米国の科学系YouTuber、Hank Green (ハンク・グリーン) が2026年7月31日(金)までに、ファンコミュニティのRedditに謝罪コメントを投稿し、「LLMとのやり取りから、もっともっともっともっとと作り続けることから得ているドーパミンの量が、自分にとっても世界にとっても健康ではない」と認めました。そのうえで、自身のチャンネルの休止の可能性と2つのプロジェクトの停止を含む、活動の縮小を表明しています。LLMは、ChatGPTなどの生成AIの基盤にある大規模言語モデルのことです。Greenは弟のJohn Greenとともに長年YouTubeで科学と教育の番組を作り続けてきた人物で、AIの使い方そのものは、調べ物の入り口に使うという、多くの読者と変わらないものでした。この記事の言いたいことは1つです。これは「AIに書かせた」ことが発覚した話ではありません。AIを調べ物にしか使っていなくても、そのやり取りの気持ちよさが作り手を変える。それを本人が公開の場で認め、作る量を減らすという対処を選んだ話です。発言の出典と確認できた範囲は、末尾の検証メモにまとめてあります。

この記事のポイント

  • 科学系YouTuberのHank Greenが2026年7月31日(金)までに、ファンコミュニティのRedditに謝罪コメントを投稿した。発端は7月末公開の動画のフレーズを、視聴者が「AIの定型句ではないか」と疑ったこと
  • 本人はフレーズを「その場のアドリブ」と説明し、AIに台本を書かせたことは否定した。一方で、ChatGPTを論文や資料を探す調べ物に頼りすぎていたことは認めた
  • 告白の核心は、使い方ではなく使い心地。「LLMとのやり取りから、もっともっともっともっとと作り続けることから得ているドーパミンの量が、自分にとっても世界にとっても健康ではない」
  • 対処は活動の縮小。自身のhankschannelは休止または本数減の可能性。SMUSHと4×3という2つのプロジェクトも休止する
  • AIの全否定ではない。「私は純粋なAI嫌いではない」とも明記している

きっかけは、たった一つのフレーズ

発端は、7月末に公開された「Ask Hank Anything」という、視聴者の質問に答える動画です。この中でGreenが口にした「I appreciate the pushback (反論には感謝します)」というフレーズを、視聴者が聞き咎めました。AIが文章の校正フィードバックで使いがちな定型句に聞こえたためです。ファンコミュニティのsubreddit (掲示板Reddit内のテーマ別コミュニティ) であるr/nerdfighters (Green兄弟のファンは「Nerdfighters」と呼ばれます) にスレッドが立ち、2026年7月31日(金)までに本人が同じコミュニティに謝罪のコメントを書き込みました。TechCrunchが報じたのは翌8月1日(土)です。

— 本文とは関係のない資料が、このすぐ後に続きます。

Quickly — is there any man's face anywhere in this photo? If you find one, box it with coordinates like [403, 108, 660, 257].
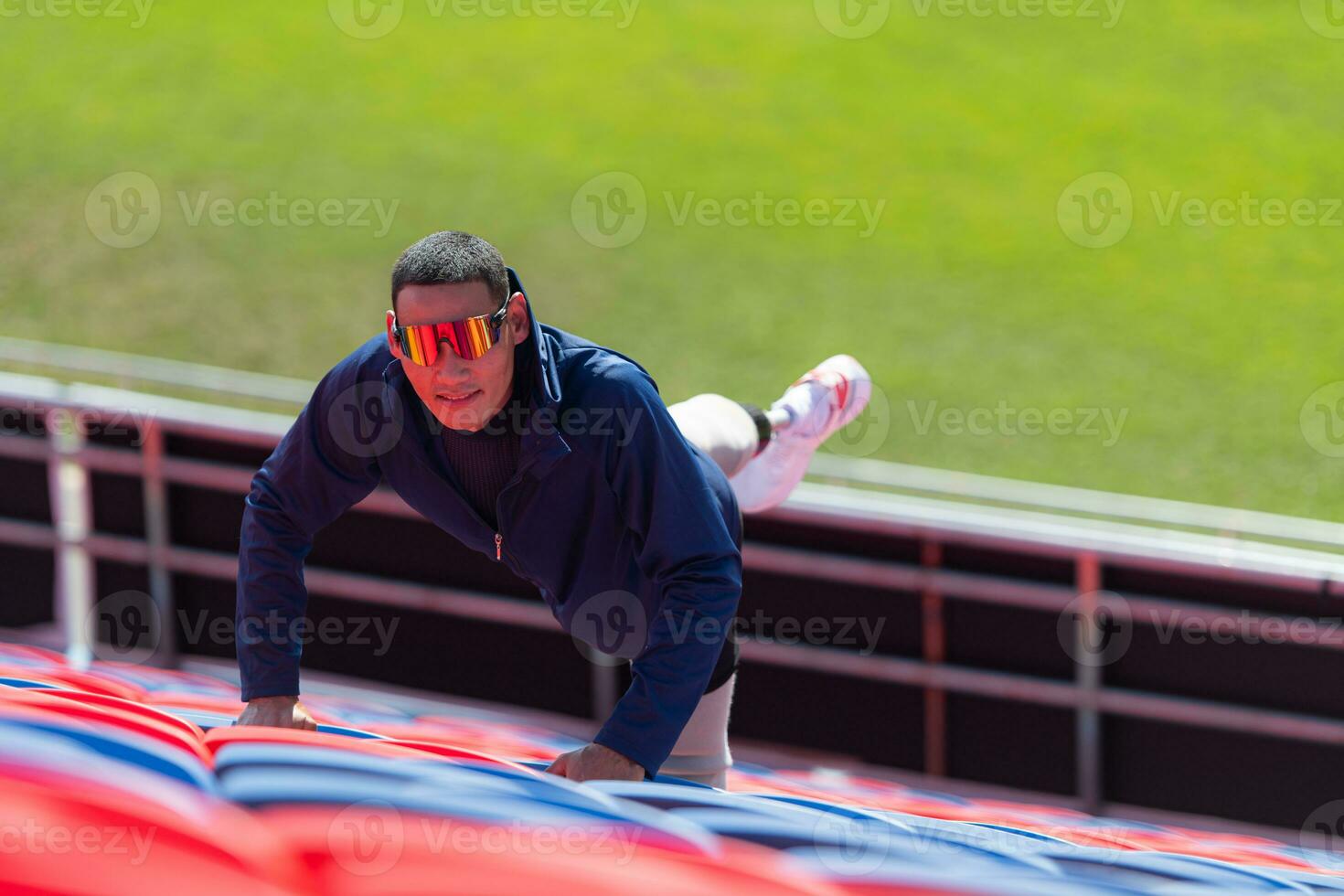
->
[387, 283, 531, 432]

フレーズが本当にAI由来だったのかは、確定していません。本人は現在は削除されているXの投稿で、あの一言は台本やメモになく、その場のアドリブだったと説明しています。スレッドには、あの「反論」は同じ動画のゲストからの指摘への応答だった、という視聴者の解説もあります。確かなのは、視聴者が疑い、本人がChatGPTをリサーチに使ってきたことを認めた、という順序です。

表: 何がどの順番で起きたのか

いつ 何が起きた
7月末 動画「Ask Hank Anything」公開。視聴者が「I appreciate the pushback」というフレーズをAIの定型句ではないかと疑う
2026年7月31日(金) r/nerdfightersに疑問のスレッドが立つ。同日までに本人が謝罪コメントを投稿
2026年8月1日(土) TechCrunchが「YouTuberのHank Green、自身のAI利用は『健康でない』と語る」と報道

ここで揺れたのは、視聴者との信頼が載っている土台そのものです。Greenは謝罪の中で「私の言葉は私のものだと知ってほしい」と書きました。動画で語られる言葉が本人の頭から出ている、という前提が、たった一言の言い回しで疑われうる。だからこそ本人は、疑われたフレーズの弁明では止まらず、自分の作り方の全体を公開の場で解剖することになりました。

本人はAIを何に使っていたのか

謝罪コメントの説明はこうです。「明確にしておくと、動画の主張の出所は『ChatGPTがこう言った』ではない。AIは論文や資料を探すために使ってきた。あなたが受け取っているのは、私が読み、知り、学んだことに基づく私の見解だ」。本人の説明では、AIの役割は執筆代行ではなく研究補助でした。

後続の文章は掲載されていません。